Lo sdegno non basta, ora fermiamoli
La feroce aggressione subita dal giornalista de La Stampa Andrea Joly ad opera di alcuni giovani che le prime cronache indicano come appartenenti a “CasaPound”, un gruppo di ispirazione neofascista, ha suscitato riprovazioni bipartisan.
E vorrei vedere che non fosse stato così!
Piuttosto occorre riflettere su quello che sta succedendo e potrebbe ancora succedere intorno a noi.

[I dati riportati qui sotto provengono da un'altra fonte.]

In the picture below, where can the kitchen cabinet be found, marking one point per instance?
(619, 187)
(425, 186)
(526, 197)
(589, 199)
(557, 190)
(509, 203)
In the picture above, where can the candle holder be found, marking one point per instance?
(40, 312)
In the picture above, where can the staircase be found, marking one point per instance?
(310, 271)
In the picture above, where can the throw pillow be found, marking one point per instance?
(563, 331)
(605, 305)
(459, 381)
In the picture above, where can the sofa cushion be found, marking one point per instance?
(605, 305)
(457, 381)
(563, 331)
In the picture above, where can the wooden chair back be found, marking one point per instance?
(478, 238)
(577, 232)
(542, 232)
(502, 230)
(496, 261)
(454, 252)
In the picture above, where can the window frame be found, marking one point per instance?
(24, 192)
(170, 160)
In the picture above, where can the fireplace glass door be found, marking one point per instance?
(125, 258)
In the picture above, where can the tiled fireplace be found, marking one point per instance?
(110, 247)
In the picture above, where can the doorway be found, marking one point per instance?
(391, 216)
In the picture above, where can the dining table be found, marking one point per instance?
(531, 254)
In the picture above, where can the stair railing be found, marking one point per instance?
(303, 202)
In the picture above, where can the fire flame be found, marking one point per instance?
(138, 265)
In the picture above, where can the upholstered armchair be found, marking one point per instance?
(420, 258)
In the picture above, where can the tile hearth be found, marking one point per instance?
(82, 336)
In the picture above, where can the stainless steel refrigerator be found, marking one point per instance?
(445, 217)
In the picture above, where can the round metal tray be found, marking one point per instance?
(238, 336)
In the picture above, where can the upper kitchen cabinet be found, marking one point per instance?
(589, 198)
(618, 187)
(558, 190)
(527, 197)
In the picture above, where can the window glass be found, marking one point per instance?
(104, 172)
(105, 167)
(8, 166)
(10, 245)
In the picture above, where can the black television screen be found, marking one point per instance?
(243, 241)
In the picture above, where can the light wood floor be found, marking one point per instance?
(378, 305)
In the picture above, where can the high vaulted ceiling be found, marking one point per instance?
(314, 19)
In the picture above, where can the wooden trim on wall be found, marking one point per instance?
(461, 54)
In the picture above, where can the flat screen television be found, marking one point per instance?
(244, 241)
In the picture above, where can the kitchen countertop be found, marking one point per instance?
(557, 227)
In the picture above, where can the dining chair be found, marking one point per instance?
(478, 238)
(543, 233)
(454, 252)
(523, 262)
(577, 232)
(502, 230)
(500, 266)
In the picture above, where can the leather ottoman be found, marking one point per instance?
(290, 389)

Utili possono essere – ancora una volta – le parole pronunciate dal Cardinale Carlo Maria Martini in un discorso alla vigilia di Sant’Ambrogio tenuto a Milano il 6 dicembre 2001 (ora nella raccolta dei suoi documenti: ISL XXII 488): «Chi di noi ha l’età per ricordare i primi tempi della contestazione, fine anni ’60 -inizio anni ’70, sa che la noncuranza e la leggerezza ostentata anche da chi avrebbe avuto la responsabilità di giudicare di punire, rispetto ad atti minori di vandalismo e disprezzo del bene pubblico, ha aperto la via a gesti ben più gravi e mortiferi. Chi getta oggi il sesso e si sente impunito, domani potrà gettare la bomba ed impugnare la pistola».
Il Cardinale Martini conosceva molto bene l’importanza di valutare subito quel che accade nel mondo che ci circonda. Per evitare che quanto oggi può sembrare un “piccolo” male conduca poi a “gesti ben più gravi”.
Non siamo più abituati a una simile chiarezza ed altrettanto franchezza. Oggi prevalgono le valutazioni imbarazzate e generiche, il rimando ad analisi complesse e fumose per condannare allo stesso tempo tutti e nessuno.
La violenza che sfocia in atti di squadrismo si spiega anche con l’incapacità (da parte dei tanti che avrebbero il diritto dovere e la responsabilità di farlo) di guidare, educare e correggere i giovani che praticano la violenza come una forma di lotta politica, favoriti da miopia e giustificazionismi indulgenti che tralasciano di condannare severamente, perciò senza far nulla di concreto per fermarli.
Il Cardinale Martini ci invita a non negare la faticosa correzione che insegna il linguaggio della non violenza. Ci invita a non restare, in presenza del tempo che scorre, passivi e indifferenti. Occorre valutare quanto accade e giudicare quanto di giusto deve essere attuato realizzato oggi e non domani.
Ed ecco la vetta a cui ci conduce l’arcivescovo di Milano: coloro che rinunciano al proprio ruolo educativo/direttivo rendono orfani gli aiuti e i riferimenti di giovani che così crescono nel codice esclusivo della violenza. Non correggere e se necessario punire chi ha bisogno di essere aiutato a cambiare, rappresenta di fatto una violenza che genera altra violenza: e in questo modo si toglie a quei giovani il futuro.
Allora ben vengano le condanne le condanne bipartisan, purché seguano (soprattutto da parte di chi è maggiormente può e conta sul piano politico-organizzativo del settore interessato) fatti concreti, e non ci si accontenti di qualche logoro slogan.